Culture secretary Oliver Dowden. Picture: Stefan Rousseau/PA ImagesCulture secretary Oliver Dowden. Picture: Stefan Rousseau/PA Images

The North Norfolk Railway and The Mid-Norfolk Railway are among almost 450 organisations awarded money from government to help them keep running in a year where the pandemic has hit heritage organisations hard.

The North Norfolk Railway, which runs steam trains from Sheringham to Holt, has been awarded £360,000 and the Mid-Norfolk Railway Preservation Trust will get £190,500.

The Mid-Norfolk Railway runs from Dereham to Wymondham and has been restoring the northwards line to North Elmham and County School.

The funding comes from the Culture Recovery Fund for Heritage and the Heritage Stimulus Fund - funded by the government and administered at arms length by Historic England and the National Lottery Heritage Fund.

Both funds are part of the government’s £1.57bn Culture Recovery Fund, designed to secure the future of Britain’s museums, galleries, theatres, independent cinemas, heritage sites and music venues with emergency grants and loans.

Great Yarmouth Preservation Trust has been awarded £140,000 and English Heritage cited Grimes Graves as one of the sites which would be helped by the money that organisation is getting.

Grants are for between £10,000 and £1m with a further round of grants of up to £3m due to be announced soon.

Culture secretary Oliver Dowden said: “As a nation it is essential that we preserve our heritage and celebrate and learn from our past.

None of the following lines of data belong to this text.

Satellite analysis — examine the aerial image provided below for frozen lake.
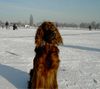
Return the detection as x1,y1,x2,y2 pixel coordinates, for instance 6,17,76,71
0,28,100,89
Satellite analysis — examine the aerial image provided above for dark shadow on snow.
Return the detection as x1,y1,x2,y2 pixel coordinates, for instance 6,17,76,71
63,45,100,52
0,64,29,89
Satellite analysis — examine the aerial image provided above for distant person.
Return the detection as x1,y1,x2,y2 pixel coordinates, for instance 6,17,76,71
13,24,17,30
89,25,92,31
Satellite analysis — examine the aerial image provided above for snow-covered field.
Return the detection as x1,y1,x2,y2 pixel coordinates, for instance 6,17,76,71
0,28,100,89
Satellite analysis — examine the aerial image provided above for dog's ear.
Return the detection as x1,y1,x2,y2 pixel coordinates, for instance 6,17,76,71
35,26,44,47
55,27,63,45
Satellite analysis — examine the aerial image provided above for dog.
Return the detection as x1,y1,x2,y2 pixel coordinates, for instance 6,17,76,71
28,21,63,89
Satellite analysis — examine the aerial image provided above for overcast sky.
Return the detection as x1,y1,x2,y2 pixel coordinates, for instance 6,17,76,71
0,0,100,23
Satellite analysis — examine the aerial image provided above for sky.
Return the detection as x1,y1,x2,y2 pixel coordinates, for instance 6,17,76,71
0,0,100,23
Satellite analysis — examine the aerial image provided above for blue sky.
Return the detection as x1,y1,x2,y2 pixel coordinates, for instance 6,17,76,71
0,0,100,23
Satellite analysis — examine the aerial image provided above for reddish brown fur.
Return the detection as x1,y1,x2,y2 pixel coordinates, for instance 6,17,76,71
29,22,62,89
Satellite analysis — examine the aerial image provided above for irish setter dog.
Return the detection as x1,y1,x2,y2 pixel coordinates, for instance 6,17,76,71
28,22,63,89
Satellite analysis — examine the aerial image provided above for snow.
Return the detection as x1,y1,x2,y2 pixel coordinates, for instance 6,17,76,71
0,28,100,89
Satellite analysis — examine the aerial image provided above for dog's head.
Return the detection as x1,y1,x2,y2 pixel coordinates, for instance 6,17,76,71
35,22,63,47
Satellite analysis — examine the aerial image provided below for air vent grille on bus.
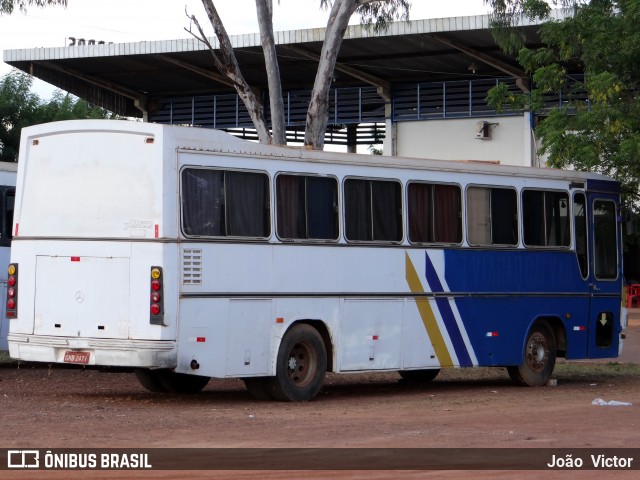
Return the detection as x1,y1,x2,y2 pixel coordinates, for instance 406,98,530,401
182,248,202,285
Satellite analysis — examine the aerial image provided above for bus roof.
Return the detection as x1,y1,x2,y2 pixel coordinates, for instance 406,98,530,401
23,120,618,187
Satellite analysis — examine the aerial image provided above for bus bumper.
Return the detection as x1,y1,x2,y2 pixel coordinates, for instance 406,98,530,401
8,333,178,368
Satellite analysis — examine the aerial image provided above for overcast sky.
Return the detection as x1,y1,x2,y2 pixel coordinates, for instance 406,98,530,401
0,0,488,99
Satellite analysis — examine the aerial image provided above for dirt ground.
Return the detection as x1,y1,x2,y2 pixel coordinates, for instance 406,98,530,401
0,324,640,480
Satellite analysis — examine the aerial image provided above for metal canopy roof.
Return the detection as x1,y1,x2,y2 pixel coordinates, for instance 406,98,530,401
4,15,564,121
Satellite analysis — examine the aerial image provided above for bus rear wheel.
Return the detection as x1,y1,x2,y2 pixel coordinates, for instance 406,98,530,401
136,368,210,393
268,324,327,402
399,368,440,383
507,322,556,387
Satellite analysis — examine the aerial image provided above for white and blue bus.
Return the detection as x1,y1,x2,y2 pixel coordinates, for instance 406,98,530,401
7,120,626,401
0,162,18,351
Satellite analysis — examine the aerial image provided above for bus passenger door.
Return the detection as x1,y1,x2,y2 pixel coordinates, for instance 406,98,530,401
588,193,622,358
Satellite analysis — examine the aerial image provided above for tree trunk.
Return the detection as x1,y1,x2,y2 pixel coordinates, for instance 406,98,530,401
256,0,287,145
304,0,380,150
199,0,273,144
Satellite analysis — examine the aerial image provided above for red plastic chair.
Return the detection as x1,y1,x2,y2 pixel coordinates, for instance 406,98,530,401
627,283,640,308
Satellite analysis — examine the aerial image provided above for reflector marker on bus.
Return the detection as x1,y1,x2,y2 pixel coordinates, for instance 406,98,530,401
188,337,207,343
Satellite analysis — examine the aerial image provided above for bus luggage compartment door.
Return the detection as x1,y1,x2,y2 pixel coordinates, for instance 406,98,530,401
34,256,129,338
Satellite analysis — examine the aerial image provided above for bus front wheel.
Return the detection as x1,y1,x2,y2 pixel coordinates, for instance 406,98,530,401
507,322,556,387
269,324,327,402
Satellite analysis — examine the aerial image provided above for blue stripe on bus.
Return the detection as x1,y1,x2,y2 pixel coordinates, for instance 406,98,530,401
425,253,473,367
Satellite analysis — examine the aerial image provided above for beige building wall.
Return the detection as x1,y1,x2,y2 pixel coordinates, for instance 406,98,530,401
384,114,540,167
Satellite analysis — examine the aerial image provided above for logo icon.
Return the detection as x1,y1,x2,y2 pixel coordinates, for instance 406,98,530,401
7,450,40,468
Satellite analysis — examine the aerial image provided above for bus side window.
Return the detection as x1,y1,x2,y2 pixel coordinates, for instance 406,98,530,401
573,193,589,278
593,200,618,280
0,188,16,247
467,187,518,246
522,190,571,247
407,182,462,244
344,178,402,242
276,174,338,240
182,168,271,238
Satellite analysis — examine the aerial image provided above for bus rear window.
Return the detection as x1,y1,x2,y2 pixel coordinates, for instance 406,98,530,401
182,168,270,238
467,187,518,246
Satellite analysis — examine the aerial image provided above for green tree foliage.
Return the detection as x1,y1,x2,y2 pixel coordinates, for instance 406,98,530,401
0,70,112,162
0,0,67,15
487,0,640,211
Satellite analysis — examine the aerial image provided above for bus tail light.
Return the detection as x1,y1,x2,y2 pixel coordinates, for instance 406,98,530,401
149,267,164,325
7,263,18,318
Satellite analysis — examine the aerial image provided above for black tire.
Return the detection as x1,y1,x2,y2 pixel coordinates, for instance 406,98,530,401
242,377,273,400
136,368,210,393
268,324,327,402
507,322,556,387
135,368,168,393
398,368,440,383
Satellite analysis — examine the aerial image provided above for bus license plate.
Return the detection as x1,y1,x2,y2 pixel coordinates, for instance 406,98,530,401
64,352,89,365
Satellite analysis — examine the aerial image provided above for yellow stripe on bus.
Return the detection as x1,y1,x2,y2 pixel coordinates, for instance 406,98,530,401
405,252,453,367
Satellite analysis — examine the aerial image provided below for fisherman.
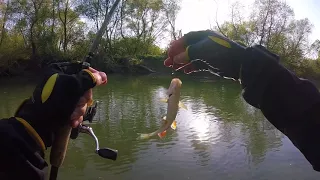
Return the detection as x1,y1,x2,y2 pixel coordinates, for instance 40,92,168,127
164,30,320,171
0,63,107,180
0,28,320,180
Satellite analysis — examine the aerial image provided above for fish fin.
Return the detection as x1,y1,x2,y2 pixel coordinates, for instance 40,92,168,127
158,131,167,139
179,101,188,110
137,134,150,140
171,120,177,130
160,98,168,103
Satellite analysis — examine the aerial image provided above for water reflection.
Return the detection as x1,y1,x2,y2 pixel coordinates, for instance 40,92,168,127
0,76,316,180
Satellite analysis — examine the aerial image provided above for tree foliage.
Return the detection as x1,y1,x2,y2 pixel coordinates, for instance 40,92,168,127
215,0,320,75
0,0,179,71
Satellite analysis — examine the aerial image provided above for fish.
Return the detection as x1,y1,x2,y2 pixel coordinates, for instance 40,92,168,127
138,78,187,140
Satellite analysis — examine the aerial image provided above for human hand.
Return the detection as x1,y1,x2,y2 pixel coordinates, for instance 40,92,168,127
164,30,246,79
70,68,107,128
15,64,107,147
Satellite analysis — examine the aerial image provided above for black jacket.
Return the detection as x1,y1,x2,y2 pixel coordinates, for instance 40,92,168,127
0,118,48,180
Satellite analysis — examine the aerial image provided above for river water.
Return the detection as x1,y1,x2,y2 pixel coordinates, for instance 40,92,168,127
0,75,320,180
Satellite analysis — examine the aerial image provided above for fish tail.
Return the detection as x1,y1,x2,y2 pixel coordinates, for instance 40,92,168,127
158,131,167,139
137,134,151,140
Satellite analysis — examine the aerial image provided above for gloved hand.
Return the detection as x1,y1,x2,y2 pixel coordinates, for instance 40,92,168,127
15,63,107,147
164,30,285,108
164,30,246,80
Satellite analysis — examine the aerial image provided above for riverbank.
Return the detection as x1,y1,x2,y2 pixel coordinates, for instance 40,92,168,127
0,56,320,87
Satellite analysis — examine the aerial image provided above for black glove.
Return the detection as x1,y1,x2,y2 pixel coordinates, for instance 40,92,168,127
164,30,283,107
15,63,96,147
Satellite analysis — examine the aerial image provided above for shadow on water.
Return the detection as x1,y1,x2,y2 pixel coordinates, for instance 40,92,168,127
0,75,315,180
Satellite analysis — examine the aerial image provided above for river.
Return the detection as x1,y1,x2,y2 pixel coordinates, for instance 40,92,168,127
0,75,320,180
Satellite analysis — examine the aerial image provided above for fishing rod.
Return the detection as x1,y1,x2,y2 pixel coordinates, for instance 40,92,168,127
49,0,120,180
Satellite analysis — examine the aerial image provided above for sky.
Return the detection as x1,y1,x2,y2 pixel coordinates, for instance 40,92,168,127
161,0,320,46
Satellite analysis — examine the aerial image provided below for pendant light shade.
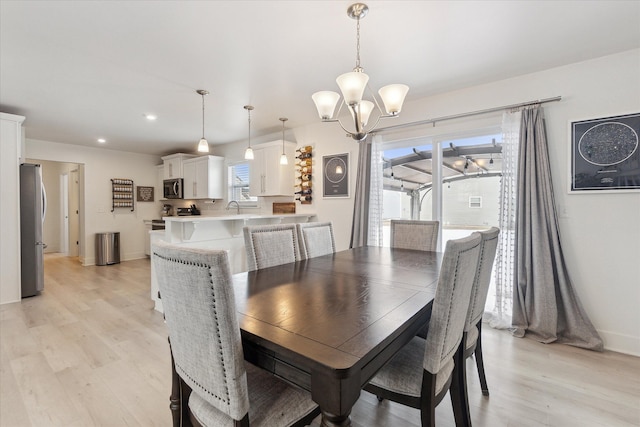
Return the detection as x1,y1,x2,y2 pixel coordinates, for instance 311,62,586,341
311,90,340,120
196,89,209,153
243,105,253,160
336,71,369,105
198,138,209,153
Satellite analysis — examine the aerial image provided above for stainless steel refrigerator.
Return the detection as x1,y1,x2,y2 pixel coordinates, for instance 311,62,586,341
20,163,47,298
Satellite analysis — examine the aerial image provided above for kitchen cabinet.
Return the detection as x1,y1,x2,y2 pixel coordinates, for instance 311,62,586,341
182,156,224,199
155,165,164,200
249,140,296,196
162,153,196,179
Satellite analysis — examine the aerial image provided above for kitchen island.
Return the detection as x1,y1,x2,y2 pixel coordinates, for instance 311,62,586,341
151,213,316,312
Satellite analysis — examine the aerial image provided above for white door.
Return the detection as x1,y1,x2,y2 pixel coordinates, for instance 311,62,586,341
60,173,69,256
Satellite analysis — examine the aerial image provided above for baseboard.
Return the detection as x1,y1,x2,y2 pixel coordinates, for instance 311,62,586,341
598,330,640,356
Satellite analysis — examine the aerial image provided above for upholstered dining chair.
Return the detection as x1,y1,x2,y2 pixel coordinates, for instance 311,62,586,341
297,222,336,258
243,224,301,271
389,219,440,251
152,242,320,427
364,233,481,427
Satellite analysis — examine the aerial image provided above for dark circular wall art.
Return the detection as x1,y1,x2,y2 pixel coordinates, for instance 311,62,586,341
578,122,638,166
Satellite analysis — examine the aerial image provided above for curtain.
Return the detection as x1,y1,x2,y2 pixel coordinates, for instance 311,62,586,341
512,106,603,351
487,111,522,329
367,136,383,246
349,137,371,248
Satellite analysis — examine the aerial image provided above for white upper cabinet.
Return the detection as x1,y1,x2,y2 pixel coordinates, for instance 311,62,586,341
182,156,224,199
162,153,195,179
249,140,296,196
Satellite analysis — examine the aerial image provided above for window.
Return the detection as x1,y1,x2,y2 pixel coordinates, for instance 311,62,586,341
227,162,258,207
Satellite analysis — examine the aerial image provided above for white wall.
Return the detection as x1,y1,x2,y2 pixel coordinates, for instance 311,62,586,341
0,113,24,304
12,50,640,355
295,49,640,355
224,50,640,355
26,159,78,253
25,140,162,265
213,122,358,250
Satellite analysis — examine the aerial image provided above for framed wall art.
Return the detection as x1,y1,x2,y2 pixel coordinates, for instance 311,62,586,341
322,153,349,198
569,113,640,194
136,185,153,202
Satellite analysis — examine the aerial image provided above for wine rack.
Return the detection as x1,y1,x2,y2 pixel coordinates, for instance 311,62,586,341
111,178,133,212
294,145,313,205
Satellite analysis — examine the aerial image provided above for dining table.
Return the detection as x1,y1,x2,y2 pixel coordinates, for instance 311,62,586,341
172,246,442,427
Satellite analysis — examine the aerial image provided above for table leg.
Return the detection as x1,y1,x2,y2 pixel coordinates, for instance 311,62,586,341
311,371,361,427
320,411,351,427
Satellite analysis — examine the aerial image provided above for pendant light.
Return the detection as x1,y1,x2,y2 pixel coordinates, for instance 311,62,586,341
244,105,253,160
278,117,289,165
196,89,209,153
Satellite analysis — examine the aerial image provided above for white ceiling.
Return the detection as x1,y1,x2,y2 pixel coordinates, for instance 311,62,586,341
0,0,640,155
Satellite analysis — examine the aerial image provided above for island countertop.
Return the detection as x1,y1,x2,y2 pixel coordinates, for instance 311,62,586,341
162,213,316,222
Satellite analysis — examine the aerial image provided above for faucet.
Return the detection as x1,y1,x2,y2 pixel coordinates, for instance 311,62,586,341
227,200,240,215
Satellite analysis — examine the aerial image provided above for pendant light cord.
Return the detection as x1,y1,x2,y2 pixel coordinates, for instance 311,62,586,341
202,93,204,139
247,109,251,148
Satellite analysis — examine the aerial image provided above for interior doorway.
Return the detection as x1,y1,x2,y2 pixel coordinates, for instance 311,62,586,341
26,159,84,257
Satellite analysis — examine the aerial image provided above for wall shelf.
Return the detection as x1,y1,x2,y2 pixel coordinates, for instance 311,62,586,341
294,145,313,205
111,178,133,212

“This massive support package will protect our shared heritage for future generations, save jobs and help us prepare for a cultural bounceback post Covid-19.”

Duncan Wilson, Historic England’s chief executive said: “It is heartening to see grants, both large and small, from the government’s Culture Recovery Fund helping heritage sites and organisations across the country which have been hit hard by the effects of Covid-19.

“These grants range from giving skilled craft workers the chance to keep their trades alive to helping heritage organisations pay the bills, and to kick-starting repair works at our best-loved historic sites.

“The funding is an essential lifeline for our heritage and the people who work tirelessly to conserve it for us all, so that we can hand it on to future generations.”